The unit was deploying to Afghanistan in support of Operation Enduring Freedom. The 210th, which is comprised of members of the National Guard from Western North Carolina, is primarily responsible for providing security and enforcement operations for military bases.
Their most recent deployment isn’t unusual. The unit has been deployed previously in support of Operation Enduring Freedom in 2014, Operation Iraqi Freedom in 2004 and Operation Desert Shield and Desert Storm in 1991. The MPs have received numerous unit awards to include a Valorous Unit Award for their service in Iraq and North Carolina Governor’s Unit Citation for outstanding performance.
While the deployment wasn’t unusual, families of the soldiers found themselves in an unusual situation regarding their insurance and the deployment. Families of soldiers took to Facebook to report that a lapse in their insurance which occurred ofter the soldiers went active, left families without insurance, having to pay out-of-pocket in the height of flu season.
“The unit was placed on pre-alert status in May and that meant that all soldiers and family members were covered by Tricare [insurance provided when soldiers are put on alert or deployed],” said a wife of a member of the 210th. “The pre-alert status ended on Nov. 25 and was replaced by active duty status on Nov. 26. In early November, I had called to check on an issue with our dental coverage and was told at that time, active duty orders had not been submitted to the state and our coverages were due to end. I didn’t think much of it, assumed that it would be taken care of. I called again on Nov. 26 to double check and was told that we were no longer covered because the orders still had not been updated on the state level.”
The National Guard is under the dual control of the state and federal government. Insurance and other aspects of the program are handled on the federal level. When a squadron is placed on prealert status, or active duty, the state must update their status and report to the federal government.
When the 210th received their pre-alert status, a lapse in paperwork or other issue on the state level, caused the federal government not to be updated and the lapse in insurance occurred. According to wives and relatives of members of the 210th, during their experience with the National Guard, such a lapse had never occurred.
“This is the fourth time my husband has been deployed with the National Guard and this is the first time there has ever been a lag in coverage,” said the wife. “It is also the first time he did not receive a copy of his orders until after they were already in place.”
Within hours of being made aware of the situation, both North Carolina House Representative Kevin Corbin and Congressman Mark Meadows got to work to remedy the situation immediately.

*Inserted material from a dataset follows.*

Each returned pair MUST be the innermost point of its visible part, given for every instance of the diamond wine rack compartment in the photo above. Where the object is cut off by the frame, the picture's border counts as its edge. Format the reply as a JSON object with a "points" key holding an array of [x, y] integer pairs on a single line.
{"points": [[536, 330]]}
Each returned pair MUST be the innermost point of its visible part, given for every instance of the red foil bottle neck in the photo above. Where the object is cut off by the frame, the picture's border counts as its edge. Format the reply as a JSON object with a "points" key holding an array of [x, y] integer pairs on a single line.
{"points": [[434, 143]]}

“As soon as we got word in my legislative office of the issues, we went to work on it,” said Rep. Corbin. “This was one of those times that everyone agrees on the needed outcome, it’s just that the right people needed to be contacted to get the work done. I want to thank my friend Congressman Mark Meadows and his office for their quick response to help the 210th and their families. Our two offices worked in tandem on the issues and were able to get them resolved quickly. Being deployed is stress enough and we appreciate the willingness of these men and women to serve our country.”
Originally, Thomas Bowlin, Director of Government Affairs with the North Carolina National Guard informed both Corbin and Meadows’ office that, “Sometimes there is a lag when they switch from early Tricare to full Tricare when they go on federal orders; a process that can take 3-5 business days to populate the Tricare change in the personnel system. Worst case is a family may have to seek medical care during the lag and pay some amount up front, but it will be reimbursed when the personnel system recognizes the policy change.”

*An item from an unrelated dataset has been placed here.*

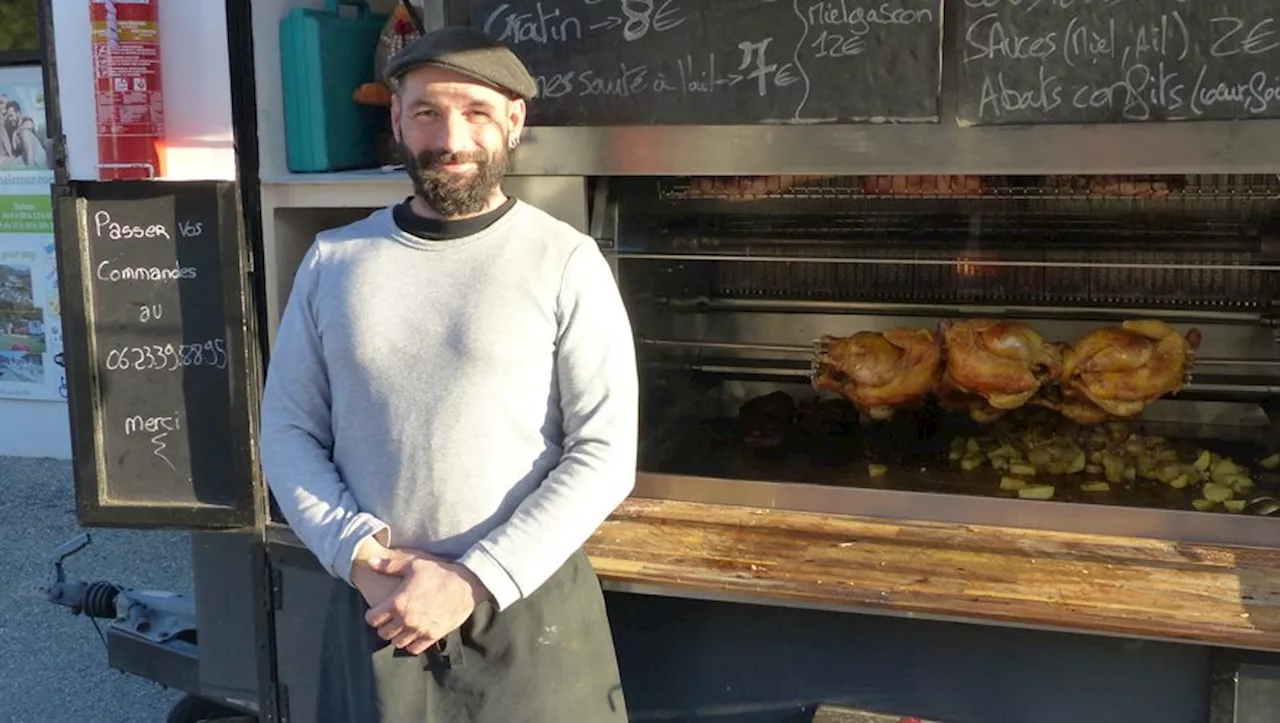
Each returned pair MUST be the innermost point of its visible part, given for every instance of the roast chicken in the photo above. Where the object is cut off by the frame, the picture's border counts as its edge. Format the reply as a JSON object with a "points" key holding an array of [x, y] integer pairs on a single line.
{"points": [[880, 371], [1123, 369], [995, 366]]}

Except the lag was 3-5 days. From the time the soldiers went active on Nov. 26, their families were without insurance until Dec. 7. Corbin and Meadows were made aware of the situation late Friday, Dec. 3, and began contacting members of National Guard as well as members of the families who had been impacted.
“We wanted to do whatever we could to help remedy the situation as quickly as possible,” said Meadows. “When we call our soldiers to duty, we expect them to show up right away, not 11 days later. They should be able to expect the same from us.”

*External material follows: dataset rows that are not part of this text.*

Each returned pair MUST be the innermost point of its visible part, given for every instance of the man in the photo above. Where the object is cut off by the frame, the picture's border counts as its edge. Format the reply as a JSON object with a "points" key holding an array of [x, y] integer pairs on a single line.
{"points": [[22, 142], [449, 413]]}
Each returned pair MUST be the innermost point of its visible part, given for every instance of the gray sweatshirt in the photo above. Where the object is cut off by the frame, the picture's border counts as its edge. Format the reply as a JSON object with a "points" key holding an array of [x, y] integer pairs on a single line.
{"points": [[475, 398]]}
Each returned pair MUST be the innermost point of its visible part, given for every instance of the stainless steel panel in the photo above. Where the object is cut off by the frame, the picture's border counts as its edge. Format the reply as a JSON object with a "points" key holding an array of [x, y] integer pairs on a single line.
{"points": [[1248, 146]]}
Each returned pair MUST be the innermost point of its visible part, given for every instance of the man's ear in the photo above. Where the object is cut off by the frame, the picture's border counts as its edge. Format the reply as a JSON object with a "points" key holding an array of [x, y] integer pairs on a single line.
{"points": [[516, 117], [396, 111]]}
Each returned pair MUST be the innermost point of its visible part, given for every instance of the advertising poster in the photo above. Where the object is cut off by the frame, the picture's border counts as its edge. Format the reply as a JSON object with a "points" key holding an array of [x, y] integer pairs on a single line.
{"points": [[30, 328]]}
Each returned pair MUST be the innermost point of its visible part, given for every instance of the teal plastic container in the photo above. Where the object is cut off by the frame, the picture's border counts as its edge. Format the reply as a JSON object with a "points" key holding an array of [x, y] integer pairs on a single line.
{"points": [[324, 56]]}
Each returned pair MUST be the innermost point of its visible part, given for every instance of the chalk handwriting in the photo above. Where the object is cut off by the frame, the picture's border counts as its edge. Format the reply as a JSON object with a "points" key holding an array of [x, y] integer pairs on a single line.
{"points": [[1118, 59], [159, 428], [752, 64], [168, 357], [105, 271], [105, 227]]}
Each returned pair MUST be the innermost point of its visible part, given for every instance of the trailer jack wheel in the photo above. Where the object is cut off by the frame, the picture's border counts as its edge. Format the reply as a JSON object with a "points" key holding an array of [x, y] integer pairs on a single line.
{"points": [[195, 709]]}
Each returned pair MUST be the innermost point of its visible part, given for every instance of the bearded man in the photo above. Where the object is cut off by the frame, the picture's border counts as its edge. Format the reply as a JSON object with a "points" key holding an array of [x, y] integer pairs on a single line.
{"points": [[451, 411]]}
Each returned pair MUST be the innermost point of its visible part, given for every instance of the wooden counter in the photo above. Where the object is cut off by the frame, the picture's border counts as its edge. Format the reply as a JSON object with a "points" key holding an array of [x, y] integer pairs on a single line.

Bowlin sent an update to Meadows and Corbin on Wednesday afternoon saying that, “There has been a lag in the system posting insurance status recently between the transition from early Tricare to standard Tricare; any medical care required during the lag will be reimbursed. We anticipate that coverage will be reflected as active today [Dec. 6]. We have spoken with the unit POC and he is aware of the issue and the concern it is causing. We will verify their coverage is active and maintain communication with the unit.”
On Thursday morning, the families were able to use their insurance again.
“It is good to know that people in the government care how these things affect others,” said the wife of 210th member.